Personal information
- Nickname: The Viking
- Nationality: Norwegian
- Born: 10 May 1971 (age 54) Skien, Norway
- Height: 193 cm (6 ft 4 in)
- Weight: 94 kg (207 lb)

Beach volleyball information

Current teammate
| Years | Teammate | Tours (points) |
| 1995–2004, 2008-Present | Jørre Kjemperud | 107 (6461) |

Previous teammates
| Years | Teammate | Tours (points) |
| 2004–2008 | Kjell Arne Gøranson | 26 (960) |

Honours
Men's beach volleyball
Representing Norway
World Championships
| Bronze medal – third place | 2001 Klagenfurt | Beach |
Swatch FIVB World Tour
| Gold medal – first place | 1998 Berlin | Beach |
| Silver medal – second place | 2000 Marseille | Beach |
| Bronze medal – third place | 2002 Klagenfurt | Beach |
| Silver medal – second place | 2003 Espinho | Beach |
| Silver medal – second place | 2004 Espinho | Beach |
| Bronze medal – third place | 2004 Stare Jablonki | Beach |
European Championships
| Gold medal – first place | 1997 Rome | Beach |
| Bronze medal – third place | 1998 Rhodos | Beach |
| Bronze medal – third place | 2000 Bilbao | Beach |
| Bronze medal – third place | 2001 Jesolo | Beach |
| Bronze medal – third place | 2002 Basel | Beach |

= Vegard Høidalen =

Norwegian beach volleyball player (born 1971)

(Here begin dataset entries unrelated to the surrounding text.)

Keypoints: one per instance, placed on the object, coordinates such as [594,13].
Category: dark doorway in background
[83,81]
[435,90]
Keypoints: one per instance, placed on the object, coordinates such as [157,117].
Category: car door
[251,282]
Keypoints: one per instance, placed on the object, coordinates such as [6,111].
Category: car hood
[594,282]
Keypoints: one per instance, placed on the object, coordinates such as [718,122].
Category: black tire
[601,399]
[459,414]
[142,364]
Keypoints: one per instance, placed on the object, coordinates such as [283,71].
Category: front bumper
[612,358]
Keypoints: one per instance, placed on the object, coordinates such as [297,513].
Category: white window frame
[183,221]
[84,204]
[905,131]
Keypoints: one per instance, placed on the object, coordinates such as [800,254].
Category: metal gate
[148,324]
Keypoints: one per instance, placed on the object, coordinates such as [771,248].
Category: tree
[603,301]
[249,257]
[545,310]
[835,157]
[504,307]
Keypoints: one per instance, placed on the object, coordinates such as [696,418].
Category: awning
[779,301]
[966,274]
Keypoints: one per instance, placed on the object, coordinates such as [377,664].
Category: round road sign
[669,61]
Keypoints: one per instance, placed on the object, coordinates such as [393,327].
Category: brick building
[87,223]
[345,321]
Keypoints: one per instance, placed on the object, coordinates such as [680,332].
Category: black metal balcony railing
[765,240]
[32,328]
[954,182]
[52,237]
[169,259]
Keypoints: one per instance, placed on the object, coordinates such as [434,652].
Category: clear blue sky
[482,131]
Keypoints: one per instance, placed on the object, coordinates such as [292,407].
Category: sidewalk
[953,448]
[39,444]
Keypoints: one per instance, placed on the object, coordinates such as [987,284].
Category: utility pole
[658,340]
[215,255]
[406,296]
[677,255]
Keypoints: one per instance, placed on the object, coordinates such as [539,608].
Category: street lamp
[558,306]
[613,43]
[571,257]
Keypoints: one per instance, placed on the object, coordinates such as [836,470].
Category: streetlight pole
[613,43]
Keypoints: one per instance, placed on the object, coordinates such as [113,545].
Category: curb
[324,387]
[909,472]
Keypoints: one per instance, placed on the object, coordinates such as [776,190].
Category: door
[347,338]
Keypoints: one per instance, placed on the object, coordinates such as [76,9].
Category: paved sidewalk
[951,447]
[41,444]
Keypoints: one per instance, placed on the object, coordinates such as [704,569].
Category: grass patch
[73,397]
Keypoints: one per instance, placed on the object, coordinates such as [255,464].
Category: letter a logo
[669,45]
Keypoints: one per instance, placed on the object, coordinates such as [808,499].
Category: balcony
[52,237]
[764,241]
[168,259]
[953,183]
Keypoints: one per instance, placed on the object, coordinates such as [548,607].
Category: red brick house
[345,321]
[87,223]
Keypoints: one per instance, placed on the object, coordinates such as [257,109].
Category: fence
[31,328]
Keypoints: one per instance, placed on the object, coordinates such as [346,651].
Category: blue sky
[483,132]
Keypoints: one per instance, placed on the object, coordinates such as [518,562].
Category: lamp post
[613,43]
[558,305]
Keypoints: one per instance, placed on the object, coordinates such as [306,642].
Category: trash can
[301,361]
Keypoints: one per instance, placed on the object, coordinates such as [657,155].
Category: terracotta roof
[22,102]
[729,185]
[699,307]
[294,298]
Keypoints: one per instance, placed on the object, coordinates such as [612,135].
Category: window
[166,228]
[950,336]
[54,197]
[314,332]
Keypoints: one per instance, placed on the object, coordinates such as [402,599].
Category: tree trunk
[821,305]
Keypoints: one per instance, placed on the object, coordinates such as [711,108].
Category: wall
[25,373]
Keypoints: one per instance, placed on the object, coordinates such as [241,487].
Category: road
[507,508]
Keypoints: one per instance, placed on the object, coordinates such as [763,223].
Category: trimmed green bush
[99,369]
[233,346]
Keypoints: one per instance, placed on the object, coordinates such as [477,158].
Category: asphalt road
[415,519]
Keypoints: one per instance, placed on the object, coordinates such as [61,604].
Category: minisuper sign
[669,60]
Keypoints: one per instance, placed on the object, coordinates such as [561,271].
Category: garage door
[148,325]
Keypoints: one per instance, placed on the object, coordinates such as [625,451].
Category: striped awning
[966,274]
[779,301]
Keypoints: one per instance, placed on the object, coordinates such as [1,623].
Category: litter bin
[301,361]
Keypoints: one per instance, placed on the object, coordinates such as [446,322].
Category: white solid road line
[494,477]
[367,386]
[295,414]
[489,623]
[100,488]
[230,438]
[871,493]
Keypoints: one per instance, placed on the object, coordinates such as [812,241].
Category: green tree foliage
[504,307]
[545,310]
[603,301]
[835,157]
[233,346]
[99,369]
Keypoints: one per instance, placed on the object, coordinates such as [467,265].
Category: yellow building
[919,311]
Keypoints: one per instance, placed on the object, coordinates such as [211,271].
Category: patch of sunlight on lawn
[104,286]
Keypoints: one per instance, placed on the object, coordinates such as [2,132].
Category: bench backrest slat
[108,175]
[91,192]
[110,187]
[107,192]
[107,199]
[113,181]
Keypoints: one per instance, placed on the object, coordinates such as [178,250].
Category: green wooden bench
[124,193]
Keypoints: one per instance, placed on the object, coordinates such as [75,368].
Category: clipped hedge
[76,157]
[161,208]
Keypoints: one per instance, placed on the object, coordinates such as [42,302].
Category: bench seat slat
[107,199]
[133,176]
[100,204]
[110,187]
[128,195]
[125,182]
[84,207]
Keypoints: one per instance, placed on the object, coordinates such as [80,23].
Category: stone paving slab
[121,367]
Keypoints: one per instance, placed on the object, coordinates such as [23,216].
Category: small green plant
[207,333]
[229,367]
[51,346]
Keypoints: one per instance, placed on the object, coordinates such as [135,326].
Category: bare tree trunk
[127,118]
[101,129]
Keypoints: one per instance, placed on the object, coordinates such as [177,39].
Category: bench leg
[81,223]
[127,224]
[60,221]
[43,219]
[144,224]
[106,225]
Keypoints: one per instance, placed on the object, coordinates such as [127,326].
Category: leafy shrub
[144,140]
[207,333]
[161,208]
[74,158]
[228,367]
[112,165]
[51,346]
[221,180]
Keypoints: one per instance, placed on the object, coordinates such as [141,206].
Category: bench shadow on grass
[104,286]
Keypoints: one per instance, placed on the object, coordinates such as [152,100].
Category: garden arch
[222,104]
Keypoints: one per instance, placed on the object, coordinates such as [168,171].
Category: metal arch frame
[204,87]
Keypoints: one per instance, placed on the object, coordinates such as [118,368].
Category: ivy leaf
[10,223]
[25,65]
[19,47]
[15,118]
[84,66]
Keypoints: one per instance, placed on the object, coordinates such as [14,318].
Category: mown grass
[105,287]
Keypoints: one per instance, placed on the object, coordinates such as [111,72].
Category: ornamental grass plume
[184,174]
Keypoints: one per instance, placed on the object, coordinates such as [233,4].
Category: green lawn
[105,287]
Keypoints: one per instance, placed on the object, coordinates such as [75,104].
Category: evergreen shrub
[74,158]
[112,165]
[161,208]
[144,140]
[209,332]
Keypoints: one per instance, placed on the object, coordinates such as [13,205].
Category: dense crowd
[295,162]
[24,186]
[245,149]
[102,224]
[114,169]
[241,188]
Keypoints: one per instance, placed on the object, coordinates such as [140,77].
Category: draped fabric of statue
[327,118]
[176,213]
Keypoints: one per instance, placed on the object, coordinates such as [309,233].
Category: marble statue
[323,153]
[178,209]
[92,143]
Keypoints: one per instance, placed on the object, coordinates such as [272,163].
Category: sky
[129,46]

Vegard Høidalen (born 10 May 1971 in Skien) is a former professional beach volleyball player from Norway who twice represented his native country at the Summer Olympics: 2000 and 2004. Partnering with Jørre Kjemperud, he won the bronze medal in the men's beach team competition at the 2001 Beach Volleyball World Championships in Klagenfurt, Austria.

Høidalen was for a period in 2008 suspended from beach volleyball, because of three violations within an 18-month period of Antidoping Norge's requirements regarding athlete availability for out-of-competition testing, which includes failure to provide whereabouts information. Høidalen was critical to how the system works.